C'est dans un poème de Nàssos Vayenas en vers libres. Traduction rigoureusement fidèle. J'ai choisi un rythme harmonieux de décasyllabe classique (4+6) — à condition d'élider l'e muet de «touche», comme il est normal de le faire dans ce type de poésie. Tout baigne donc. Alors pourquoi, me relisant, suis-je amené à corriger ?
«Elle touche du doigt le clou qui fait mal.»
J'enlève «lui». Quelle mouche m'a piqué ? Le sens est moins précisément rendu, le rythme moins agréable ! Au prof de version ou au correcteur qui réclameraient le retour de «lui», je répondrais que je l'ai sacrifié au rythme, qui est plus important que tout. En ce moment de malaise, quoi de mieux assorti à la douleur qu'un rythme légèrement boiteux ? J'ajouterais qu'il n'y a pas de mal à supprimer un mot qui va de soi : le contexte l'indique assez, c'est elle qui souffre. Et qu'il y a même peut-être un avantage à le faire ici : supprimer ce «lui», c'est inexact au sens étroit, sans doute, mais plus vrai psychologiquement, plus expressif aussi : on élargit imperceptiblement la douleur, on l'empêche d'être étroitement personnelle, comme si, quand on souffre, c'était le monde entier qui souffrait.
Dans un autre poème de Vayenas, je traduis ainsi :
«À partir de tous ces éléments (et de quelques autres) je pourrais dire précisément ce qu'est l'amour.»

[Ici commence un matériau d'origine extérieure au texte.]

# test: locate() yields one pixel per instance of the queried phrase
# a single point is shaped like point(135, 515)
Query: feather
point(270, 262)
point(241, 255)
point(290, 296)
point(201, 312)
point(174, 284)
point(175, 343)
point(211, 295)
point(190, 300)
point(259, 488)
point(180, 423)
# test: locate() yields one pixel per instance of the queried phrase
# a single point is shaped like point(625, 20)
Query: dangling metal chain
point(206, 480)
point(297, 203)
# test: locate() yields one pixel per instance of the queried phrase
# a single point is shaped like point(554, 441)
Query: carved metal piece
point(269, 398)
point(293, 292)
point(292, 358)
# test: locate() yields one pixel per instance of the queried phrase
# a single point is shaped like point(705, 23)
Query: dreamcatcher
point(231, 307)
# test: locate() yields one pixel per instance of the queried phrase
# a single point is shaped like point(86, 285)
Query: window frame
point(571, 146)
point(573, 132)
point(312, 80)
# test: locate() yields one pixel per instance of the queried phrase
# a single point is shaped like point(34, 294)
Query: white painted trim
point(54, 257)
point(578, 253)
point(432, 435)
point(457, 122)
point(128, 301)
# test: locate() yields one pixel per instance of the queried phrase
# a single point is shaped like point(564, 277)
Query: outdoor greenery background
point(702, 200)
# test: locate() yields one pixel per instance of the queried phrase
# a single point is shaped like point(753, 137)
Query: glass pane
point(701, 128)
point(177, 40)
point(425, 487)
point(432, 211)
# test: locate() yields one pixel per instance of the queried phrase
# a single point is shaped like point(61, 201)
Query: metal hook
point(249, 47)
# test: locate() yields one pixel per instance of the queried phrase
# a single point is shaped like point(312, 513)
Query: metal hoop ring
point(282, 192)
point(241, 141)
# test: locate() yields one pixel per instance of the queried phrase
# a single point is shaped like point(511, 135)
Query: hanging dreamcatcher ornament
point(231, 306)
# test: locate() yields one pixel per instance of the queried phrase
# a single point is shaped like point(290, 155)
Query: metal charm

Ce qui tient à peu près la route. Mais là aussi, je sors les ciseaux : «et de quelques autres» perd son «de». Question de concision, question de rythme aussi : dans cette phrase chargée, je ressens le besoin, après un début un peu lourd en 9 syllabes (3+6), de placer un rythme en quatre syllabes plus carré, plus vif que les cinq syllabes initiales. Ce qui fait vivre un texte, n'est-ce pas l'alternance entre le pair et l'impair ?
Curieux de savoir s'il y aurait des grammairiens pour juger cette suppression incorrecte. Quant à moi, répéter le «de» ne me gênerait pas outre mesure, même si cette insistance du français littéraire à bien baliser le sens et plutôt deux fois qu'une m'agace un peu par moments, comme ces types qui portent à la fois ceinture et bretelles. Mais si l'on m'annonçait que l'absence du second «de» ici est fautive, je dirais tant mieux : l'écart grammatical en poésie me plaît souvent, en ce qu'il suggère que la langue du poème n'est pas tout à fait celle du quotidien. Pas forcément plus noble, mais plus ou moins sacrée, donc plus ou moins affranchie des règles courantes. Une touche d'étrangeté grammaticale contribue à donner au poème son statut de rituel. Comme lorsque Verlaine ose écrire, non pas «Une douleur qu'on veut croire orpheline», mais «Une douleur on veut croire orpheline».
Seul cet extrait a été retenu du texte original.